A green glow erupted from her feminine fingers about as quickly as the smile that crinkled her pointed chin. She excitedly watched as the green glow grew into a cloud of vapor before it stretched thin and chased after a low hanging branch in the tree next to her. The green aura bathed the branch and trickled its way down a vine that had been swinging in the breeze.

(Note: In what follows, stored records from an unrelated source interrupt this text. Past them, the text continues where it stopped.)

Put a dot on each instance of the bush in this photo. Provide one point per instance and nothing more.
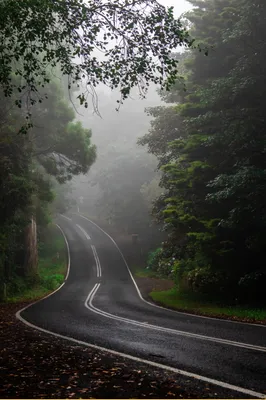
(252, 287)
(53, 281)
(207, 282)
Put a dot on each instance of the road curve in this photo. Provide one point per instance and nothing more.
(100, 304)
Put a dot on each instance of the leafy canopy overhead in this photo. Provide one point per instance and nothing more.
(135, 37)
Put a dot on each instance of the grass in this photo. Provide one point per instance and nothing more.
(52, 266)
(145, 273)
(185, 302)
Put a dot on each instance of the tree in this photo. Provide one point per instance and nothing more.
(213, 174)
(135, 39)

Nathion watched, completely enthralled, and possibly as satisfied as Kreseliana was that she seemingly achieved the spell. Just as she expected, the glow hung there for a moment. The vine no longer swung in the breeze but was rather frozen totally stiff. To the prince’s astonishment, it had begun to vibrate slightly as it seemed to absorb the green magic until there was no more surrounding it. The light vanished along with any movement it had created.